Marcelo Dentão - Cap 1: Jogo do Bicho
- Pra quê trabalhar tanto?- dizia Carlinhos, companheiro do açougue.
- Num é tu que cuida de três fi né Carlim!
Mas que graça. Marcelo não se contenta em acordar 4 horas da matina para entregar jornal, garantindo assim as contas do mês. Para ele, esse emprego pagaria o principal: Seu jogo do bicho. O que vai além disso ele chama de “resto” – sim, isso inclui sua família.
- Esse jogo ainda vai te matá pai. – Disse-lhe seu “amor”, Jucelina.
- Ah mãe, vai cuidar daquela sua maldita horta. Aquilo tá mais fei que batê na mãe!
- Mas é claro, cê num me ajuda.
- Deve ser porque eu faço alguma coisa a num ser... a num ser nada né! Que cê num faz nada! E cala a boca que ainda não conferi meu jogo...
Enquanto Jucelina varria sua velha cozinha do casebre herdado de seus pais, a parede da sala encardida pela fumaça do picão de Dentão prendia toda a atenção de uma senhora que tinha uns 50 anos e um aspecto respeitável, óculos Rayban e calça boca de sino.
- A casa da senhora está muito bem organizada! Parabéns.
- Ai, que isso! – Assustou-se Jucelina – Tem gente aqui que nem presta atenção no quanto eu me esforço pra deixar esse barraco apresentável.
- É... Deve ser porque essa pessoa anda prestando atenção em outras coisas e não vê o que está perdendo...
- Mas o que é que você ta falando velha? – Retrucou Dentão.
- Nossa! Em algum momento eu te agredi verbalmente? Acho que não né. Mais respeito com os mais velhos, por favor.
- Ah senhora, você me desculpe. Mas é que eu tô tão estressado com essa merda de jogo do bixo. Eu nunca ganho nada! Mas eu tô sentindo que a sorte tá comigo.

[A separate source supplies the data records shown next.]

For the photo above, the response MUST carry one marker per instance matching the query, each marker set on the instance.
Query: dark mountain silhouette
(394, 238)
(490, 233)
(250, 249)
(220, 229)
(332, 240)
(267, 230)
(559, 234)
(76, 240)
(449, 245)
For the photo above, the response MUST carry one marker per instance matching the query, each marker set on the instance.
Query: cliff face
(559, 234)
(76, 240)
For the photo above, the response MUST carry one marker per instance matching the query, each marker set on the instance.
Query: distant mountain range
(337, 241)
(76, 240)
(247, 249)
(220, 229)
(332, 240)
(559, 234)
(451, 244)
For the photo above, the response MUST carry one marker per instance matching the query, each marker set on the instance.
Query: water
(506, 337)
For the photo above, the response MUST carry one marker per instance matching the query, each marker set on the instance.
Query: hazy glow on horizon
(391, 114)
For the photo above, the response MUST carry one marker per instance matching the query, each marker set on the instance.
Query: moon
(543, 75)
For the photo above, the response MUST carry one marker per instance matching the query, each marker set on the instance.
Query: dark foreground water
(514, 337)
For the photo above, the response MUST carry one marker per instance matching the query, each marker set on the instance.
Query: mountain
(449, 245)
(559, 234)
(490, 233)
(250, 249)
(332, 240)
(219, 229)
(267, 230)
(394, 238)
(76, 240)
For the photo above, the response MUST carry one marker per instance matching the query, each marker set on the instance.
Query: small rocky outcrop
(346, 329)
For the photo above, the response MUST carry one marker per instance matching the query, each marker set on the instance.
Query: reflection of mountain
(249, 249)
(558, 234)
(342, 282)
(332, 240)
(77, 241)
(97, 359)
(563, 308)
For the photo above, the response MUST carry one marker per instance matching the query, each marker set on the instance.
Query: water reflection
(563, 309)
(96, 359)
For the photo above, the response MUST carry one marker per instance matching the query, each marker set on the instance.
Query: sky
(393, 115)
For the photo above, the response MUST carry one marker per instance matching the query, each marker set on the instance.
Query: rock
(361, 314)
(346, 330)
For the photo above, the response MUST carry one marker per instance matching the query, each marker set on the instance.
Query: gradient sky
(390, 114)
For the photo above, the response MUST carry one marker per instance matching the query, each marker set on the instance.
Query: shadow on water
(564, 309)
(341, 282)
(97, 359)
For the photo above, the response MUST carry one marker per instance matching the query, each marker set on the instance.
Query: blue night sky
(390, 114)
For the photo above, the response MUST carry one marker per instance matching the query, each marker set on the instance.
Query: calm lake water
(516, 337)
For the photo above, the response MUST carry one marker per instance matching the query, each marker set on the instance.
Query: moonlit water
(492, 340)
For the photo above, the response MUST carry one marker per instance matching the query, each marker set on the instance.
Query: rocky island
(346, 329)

- E é sobre isso mesmo que eu vim falar. Lembra que você deixou essa sua casa como garantia caso perdesse novamente o jogo? Sou a esposa de Bastião, e vim aqui pra resolver esse assunto com você. Tenho vários seguranças me esperando ali fora só esperando o meu sinal.
- Mas o que você fez seu maluco! Ai meu Deus, não leva a minha casa sinhorinha! Pelas minhas crianças! Onde nós vamos morar? – Implorava Jucelina.
- Há há. É impossível amiga. Eu não perco em negócios. Vou pedir uma única vez para que saiam pacificamente.
- Mas espera, - disse Marcelo, com tom de esperança- eu ganhei! Eu ganhei! Macaco! Macaco! Uhuuuul! Sai daqui sua bruxa maldita! – e esfregando o papel no rosto da senhora – Chupa essa!
- Bom - disse a senhora, pegando o papel da mão de Dentão – isso paga o que me deve. Assunto encerrado.
E assim a senhora deixou a casa da família amaldiçoada por Dentão, mas abençoada pelo jogo. Jucelina não se conteve:
- Aiiii, eu te amo meu Dentão!!!
- Ih... Agora você me ama né veia. – disse-lhe Marcelo dando uma leve gargalhada- Mas eu tô feliz.
- Promete pra mim que nunca mais vai jogar esse demônio de jogo!
- Eu prometo! Pela nossa família, eu prometo.
No outro dia, Dentão apostou de novo no macaco. Sim, ele perdeu.